A woman in her mid-50s, she had no clue what day it was.
Naked and thin, Carrie ambled over, peering through the muddied glass of her jail cell. But it was not mud on the glass. She had streaked feces on it, and all over her body.
“Ms. Carrie? Hi. I’m Doctor Partovi,” I said. She bent over, fixated on an imaginary circuit board.
“A, B, C. That goes in A, then you go in B,” she muttered.
“Ms. Carrie, do you take any medications?” I asked.
She replied, “Yes, the vitamins go in A, but what about B…?!?”
Whenever I encounter people with severe mental illnesses they break my heart. Carrie was no different. I fought back tears.
One of the group’s psychologists asked, “That bad?”
“She’s our number one, then,” the psychologist announced, indicating that Carrie would be sent to the jail’s psychiatric hospital as soon as a treatment bed became available.
There are now fewer psychiatric hospital beds in the United States per capita than at any time since the 1850s, but by a stroke of luck, Carrie was placed later that day. She would receive the care she needed and deserved.
Some people with severe mental illnesses like schizophrenia and bipolar disorder need to be involuntarily hospitalized and medicated. Most become remarkably more lucid after a few days and voluntarily accept prescribed medication. Their responsiveness to treatment underscores my belief that they do not belong in the correctional system.
The mental health clinicians I know strive to provide compassionate care for people like Carrie behind bars, but there is only so much one can do. Jails create a perfect storm for someone with a severe mental illness. Being locked in a cold cell with one’s hallucinations only invites further psychiatric deterioration.
However, we have created a system in which the severely ill – people like Carrie – are incarcerated, in part, because they have nowhere else to go.
At least one-third of chronically homeless adults in California now have a severe mental illness, along with more than 20 percent of inmates at the Los Angeles County Jail. Many are there for petty offenses, like stealing a bag of chips.
Society also seems to operate under the false assumption that Carrie wants to be homeless, accepts her paranoia, and decides to stand naked in the cold, smeared with feces. No. These are unwelcome symptoms of non-treatment, not rational choices.

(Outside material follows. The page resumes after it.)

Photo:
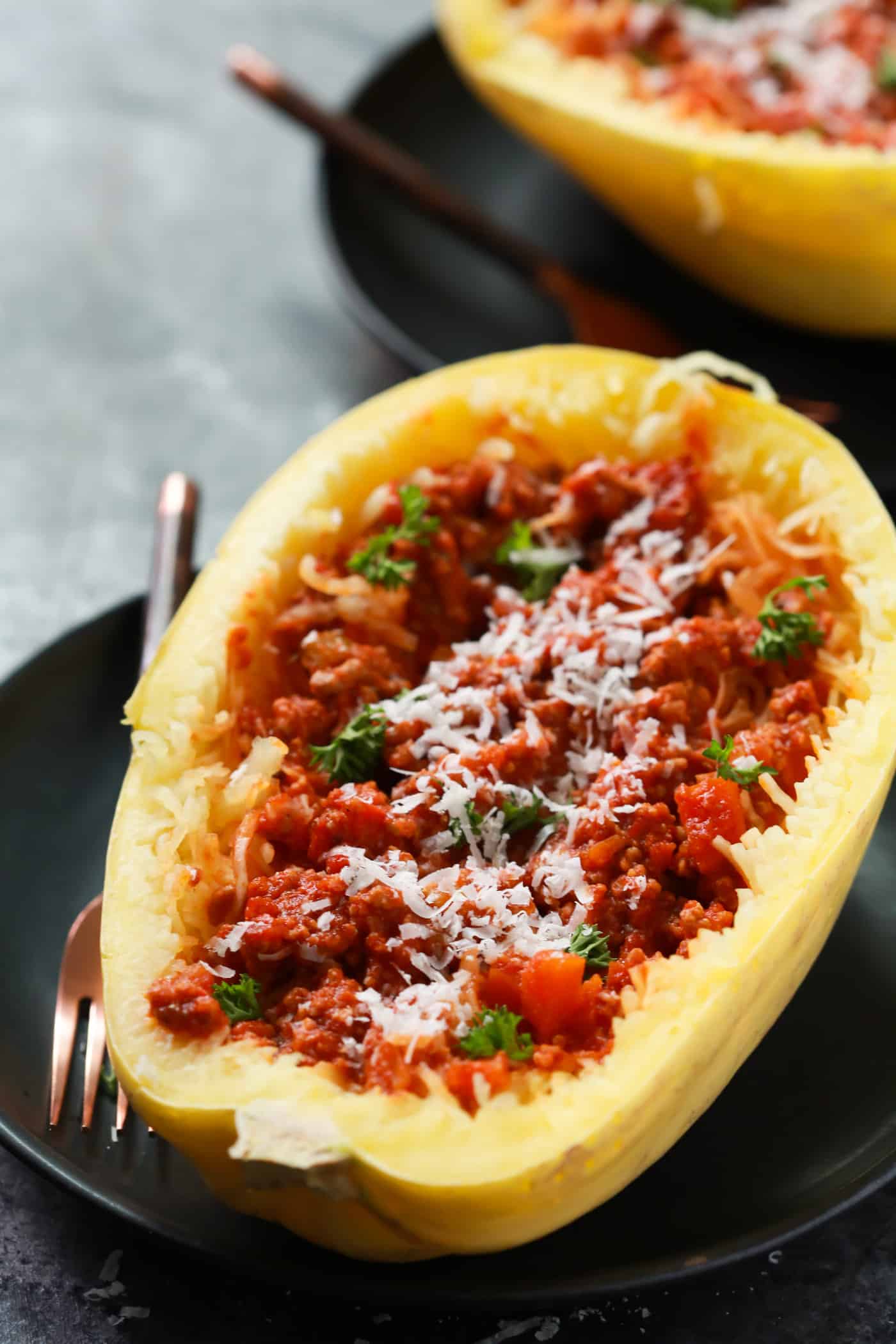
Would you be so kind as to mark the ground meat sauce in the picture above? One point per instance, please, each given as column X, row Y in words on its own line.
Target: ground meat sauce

Had I encountered Carrie in the streets, talking to her hallucinations while exposed to the elements, it would have been nearly impossible to hospitalize her involuntarily, even though a hospital stay would promote stabilization. That is shameful.
On the streets, the homeless with severe mental illness are more susceptible to drug use, other chronic illnesses, and outbreaks of medieval diseases. According to one study, they are ten times more likely to die.

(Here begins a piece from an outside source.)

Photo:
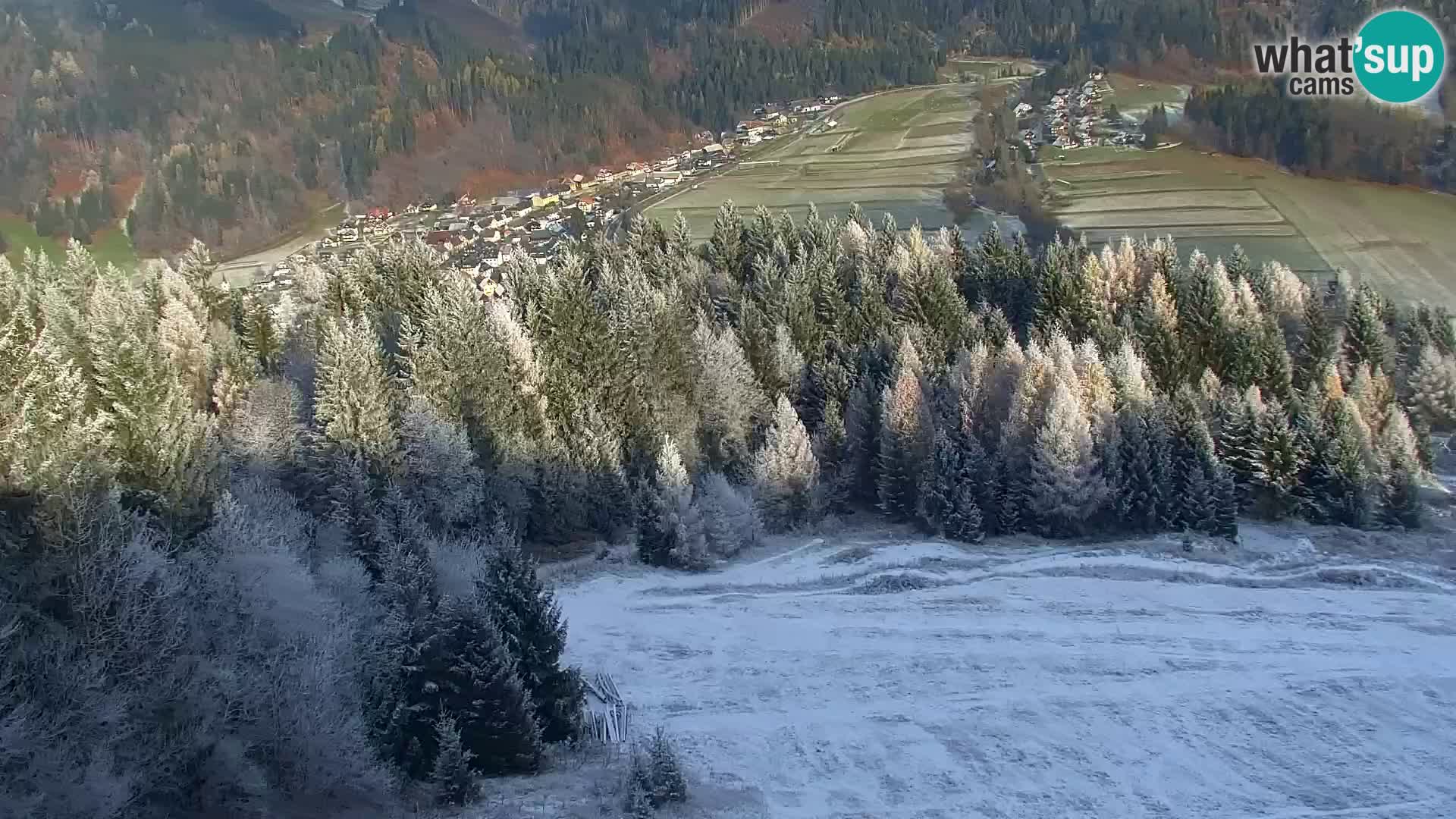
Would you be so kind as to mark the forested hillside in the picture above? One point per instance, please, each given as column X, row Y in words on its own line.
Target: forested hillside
column 237, row 120
column 261, row 558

Meanwhile, when they seek refuge in emergency departments and hospitals or cycle through the criminal justice system, the per person service costs to taxpayers can reach $100,000 per year – more than the cost of comprehensive care in an inpatient facility.
California, and Los Angeles County, in particular, has programs that can divert the Carries of the world into full-time care before tragedy ensues. But it does not necessarily utilize them effectively.
Laura’s Law, for example, is the state’s version of assisted outpatient treatment – a tool to engage individuals into treatment who have a history of non-adherence to medication, and who often lack insight into their illness.
When the Treatment Advocacy Center assessed the implementation of this important program, it found that its services helped decrease psychiatric hospitalizations, crisis contacts, incarcerations, and homelessness. One might presume local governments would eagerly implement it with vigor. Yet a version of Laura’s Law is available in only 20 of California’s 58 counties, most of which underutilize the tools available under the law.
To stop people like Carrie from falling through the cracks of our broken mental health system, we need to change our approach. Until we do, our collective futures will remain obscured by muddied glass.
Susan Partovi is Medical Director of Homeless Health Care Los Angeles. She has provided medical attention to the homeless in the streets and clinics of Los Angeles for fifteen years.